Pessimists point to AI’s embarrassing failures (“hallucinations”) to say the chatbot AI phase is all hype and that a bust will inevitably follow.
We’re suspending judgment, but long-time readers know we're pragmatists. At its heart, AI is an industrial process. Massive investments in hardware, computing, and energy generation are necessary to make AI general intelligence and AI superintelligence possible. Companies continue to scale up to meet current demand for such software and make bold bets on future demand.
Will the frenzy to build out AI boost economic growth throughout the remainder of the decade? And will the huge investment boom eventually lead to a bust, as we witnessed with the original internet buildout?

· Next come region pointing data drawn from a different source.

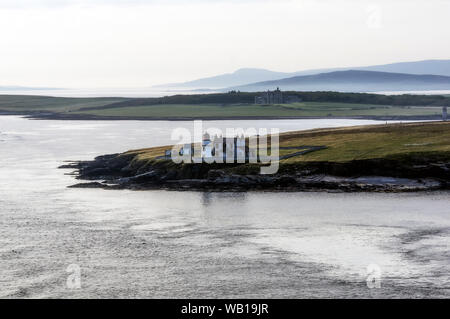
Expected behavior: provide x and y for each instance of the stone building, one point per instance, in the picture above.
(270, 97)
(276, 97)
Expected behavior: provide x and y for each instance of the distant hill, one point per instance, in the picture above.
(353, 81)
(252, 75)
(239, 77)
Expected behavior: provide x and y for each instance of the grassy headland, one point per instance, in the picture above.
(416, 155)
(233, 105)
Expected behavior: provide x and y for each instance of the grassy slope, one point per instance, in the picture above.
(100, 107)
(312, 109)
(356, 143)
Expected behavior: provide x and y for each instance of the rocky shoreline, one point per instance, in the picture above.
(122, 171)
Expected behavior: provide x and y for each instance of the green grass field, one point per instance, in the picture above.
(312, 109)
(356, 143)
(104, 107)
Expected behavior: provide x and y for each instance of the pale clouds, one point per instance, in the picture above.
(101, 43)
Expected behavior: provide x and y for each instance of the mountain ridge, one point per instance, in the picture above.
(353, 81)
(244, 76)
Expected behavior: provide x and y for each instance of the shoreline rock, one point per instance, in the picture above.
(120, 171)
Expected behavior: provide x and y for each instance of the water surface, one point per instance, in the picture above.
(201, 244)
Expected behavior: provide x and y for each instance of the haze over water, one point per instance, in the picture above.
(202, 244)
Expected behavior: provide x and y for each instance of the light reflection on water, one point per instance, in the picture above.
(201, 244)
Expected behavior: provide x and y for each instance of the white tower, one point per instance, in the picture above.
(206, 146)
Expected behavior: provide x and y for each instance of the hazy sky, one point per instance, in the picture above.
(100, 43)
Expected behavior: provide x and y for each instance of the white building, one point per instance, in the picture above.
(207, 146)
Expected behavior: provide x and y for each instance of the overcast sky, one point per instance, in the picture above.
(117, 43)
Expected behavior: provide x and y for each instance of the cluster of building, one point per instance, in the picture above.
(219, 148)
(276, 97)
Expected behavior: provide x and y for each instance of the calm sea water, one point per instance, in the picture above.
(201, 244)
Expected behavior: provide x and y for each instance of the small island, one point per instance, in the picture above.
(380, 158)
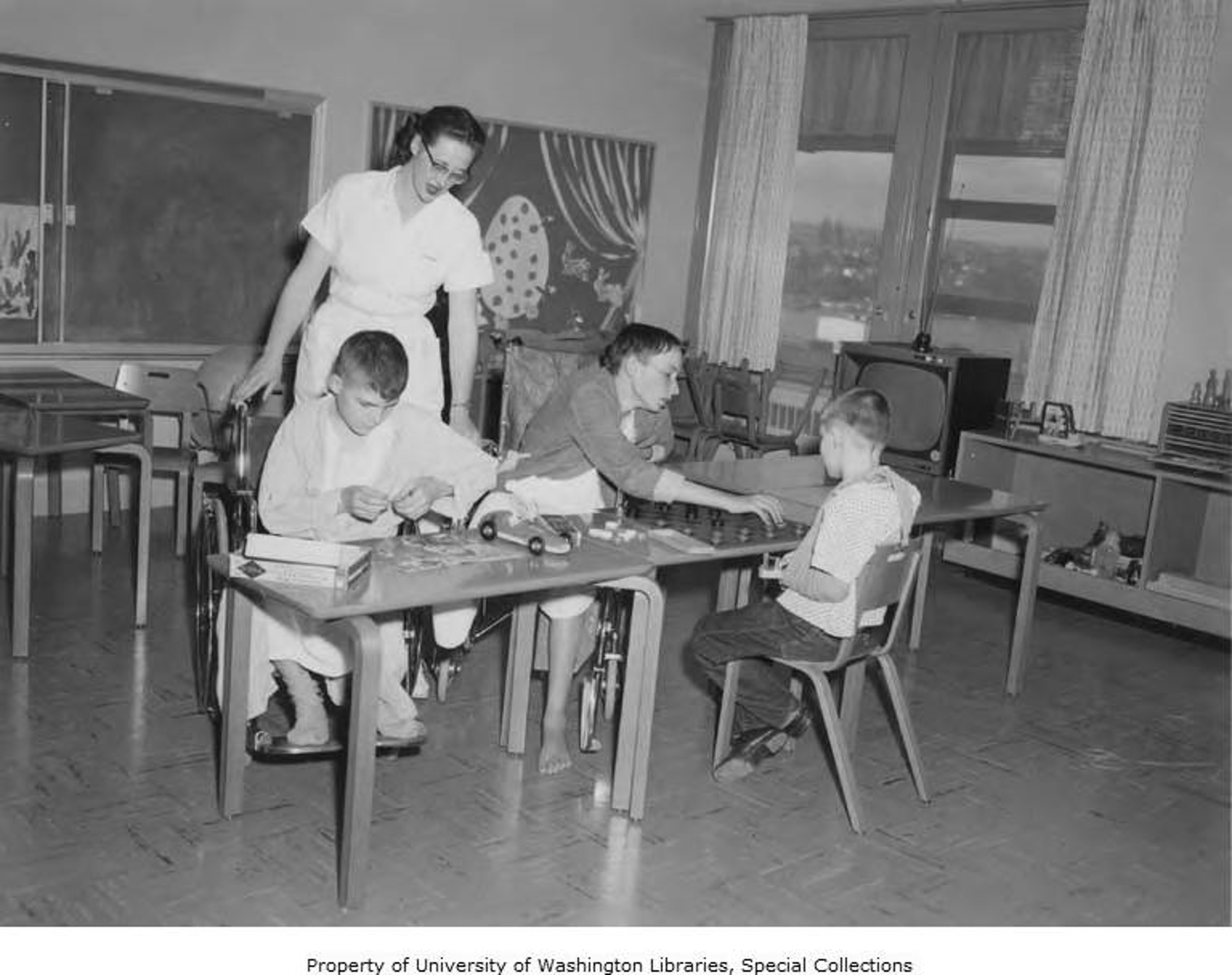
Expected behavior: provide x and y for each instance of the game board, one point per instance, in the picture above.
(709, 526)
(440, 551)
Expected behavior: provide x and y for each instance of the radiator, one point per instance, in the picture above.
(788, 402)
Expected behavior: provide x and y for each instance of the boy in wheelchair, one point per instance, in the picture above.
(602, 431)
(870, 506)
(355, 464)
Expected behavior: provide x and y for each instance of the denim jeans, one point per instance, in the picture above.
(758, 634)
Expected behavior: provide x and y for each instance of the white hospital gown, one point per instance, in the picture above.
(314, 457)
(385, 275)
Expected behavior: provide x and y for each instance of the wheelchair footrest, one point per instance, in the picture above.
(265, 744)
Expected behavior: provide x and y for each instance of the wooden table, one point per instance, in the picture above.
(799, 483)
(48, 389)
(26, 435)
(387, 589)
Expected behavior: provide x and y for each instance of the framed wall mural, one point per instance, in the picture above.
(19, 261)
(563, 218)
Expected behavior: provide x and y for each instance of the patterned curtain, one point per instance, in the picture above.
(1107, 295)
(389, 118)
(602, 187)
(758, 129)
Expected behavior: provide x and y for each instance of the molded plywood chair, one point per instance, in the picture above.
(741, 410)
(172, 393)
(886, 581)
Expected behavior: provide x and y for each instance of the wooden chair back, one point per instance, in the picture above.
(885, 583)
(170, 391)
(530, 377)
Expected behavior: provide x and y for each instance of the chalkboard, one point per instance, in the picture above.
(186, 216)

The primary way in which most of us interact with AI, including ChatGPT, is based on large language models (LLMs). Much like a regression between sales of ice cream and the weather outside, LLMs predict the answer to your question based on your input and as much data as the designer could train the model on.

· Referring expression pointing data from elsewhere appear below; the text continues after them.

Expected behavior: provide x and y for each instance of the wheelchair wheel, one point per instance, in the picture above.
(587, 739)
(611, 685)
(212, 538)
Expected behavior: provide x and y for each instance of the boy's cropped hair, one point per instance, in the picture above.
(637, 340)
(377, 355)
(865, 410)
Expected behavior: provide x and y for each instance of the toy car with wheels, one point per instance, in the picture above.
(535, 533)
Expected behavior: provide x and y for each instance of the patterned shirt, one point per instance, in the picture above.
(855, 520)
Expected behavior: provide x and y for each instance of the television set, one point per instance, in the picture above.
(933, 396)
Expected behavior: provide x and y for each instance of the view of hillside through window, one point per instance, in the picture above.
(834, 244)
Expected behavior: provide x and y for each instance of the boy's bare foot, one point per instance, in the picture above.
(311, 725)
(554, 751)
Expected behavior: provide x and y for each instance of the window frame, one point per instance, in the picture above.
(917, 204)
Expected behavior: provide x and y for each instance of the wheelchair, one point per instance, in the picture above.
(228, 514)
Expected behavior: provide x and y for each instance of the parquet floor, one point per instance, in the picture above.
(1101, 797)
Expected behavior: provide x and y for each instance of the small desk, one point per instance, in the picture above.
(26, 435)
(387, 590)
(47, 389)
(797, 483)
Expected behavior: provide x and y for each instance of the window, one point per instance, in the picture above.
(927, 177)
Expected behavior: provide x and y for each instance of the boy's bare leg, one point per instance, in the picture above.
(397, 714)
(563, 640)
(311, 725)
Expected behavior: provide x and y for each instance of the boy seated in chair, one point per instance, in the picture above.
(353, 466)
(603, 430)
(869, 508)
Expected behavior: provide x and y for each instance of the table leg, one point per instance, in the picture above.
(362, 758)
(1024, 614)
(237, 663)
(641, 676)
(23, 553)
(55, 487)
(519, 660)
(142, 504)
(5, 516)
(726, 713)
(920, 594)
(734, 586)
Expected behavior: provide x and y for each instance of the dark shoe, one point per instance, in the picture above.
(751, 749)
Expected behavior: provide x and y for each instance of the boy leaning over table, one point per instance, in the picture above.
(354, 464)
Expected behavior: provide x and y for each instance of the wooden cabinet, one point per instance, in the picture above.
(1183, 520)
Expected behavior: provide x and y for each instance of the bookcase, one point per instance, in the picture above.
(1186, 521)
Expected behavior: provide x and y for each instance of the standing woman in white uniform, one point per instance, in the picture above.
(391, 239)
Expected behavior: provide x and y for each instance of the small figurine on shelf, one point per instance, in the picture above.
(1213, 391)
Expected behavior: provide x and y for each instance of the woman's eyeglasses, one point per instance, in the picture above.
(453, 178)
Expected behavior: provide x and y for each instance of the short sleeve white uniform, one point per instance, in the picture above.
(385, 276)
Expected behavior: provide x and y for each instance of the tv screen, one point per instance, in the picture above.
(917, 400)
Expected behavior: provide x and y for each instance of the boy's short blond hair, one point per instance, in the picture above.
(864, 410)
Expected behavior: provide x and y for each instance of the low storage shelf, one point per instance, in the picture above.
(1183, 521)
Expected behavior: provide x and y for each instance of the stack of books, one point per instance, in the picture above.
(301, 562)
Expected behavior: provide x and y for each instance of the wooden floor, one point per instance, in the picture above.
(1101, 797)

LLMs have turned out to be enormously popular. The first publicly-released version of ChatGPT debuted in November 2022, and it took just a year for a third of U.S. households to try it, a feat that took the personal computer 13 years to achieve (see Figure 1).
While critics label LLMs as “mere machines” that “autocomplete sentences” with no intelligence, the proof of the pudding is in the eating. They just work. Just a year after GPT-3, ChatGPT improved its model and released GPT-4. Google soon released Gemini Ultra, and Meta released a series of LLaMa models.2 Current models have already started to approach human benchmarks on the Massive Multitask Language Understanding (MMLU) tests, and the latest ones are performing as well as those of human experts (see Figure 2 ).3
What’s responsible for the startling success? Largely, scale. Put enough computing resources behind something, and it can brute-force a helpful result that answers your every ChatGPT query eerily like a human agent.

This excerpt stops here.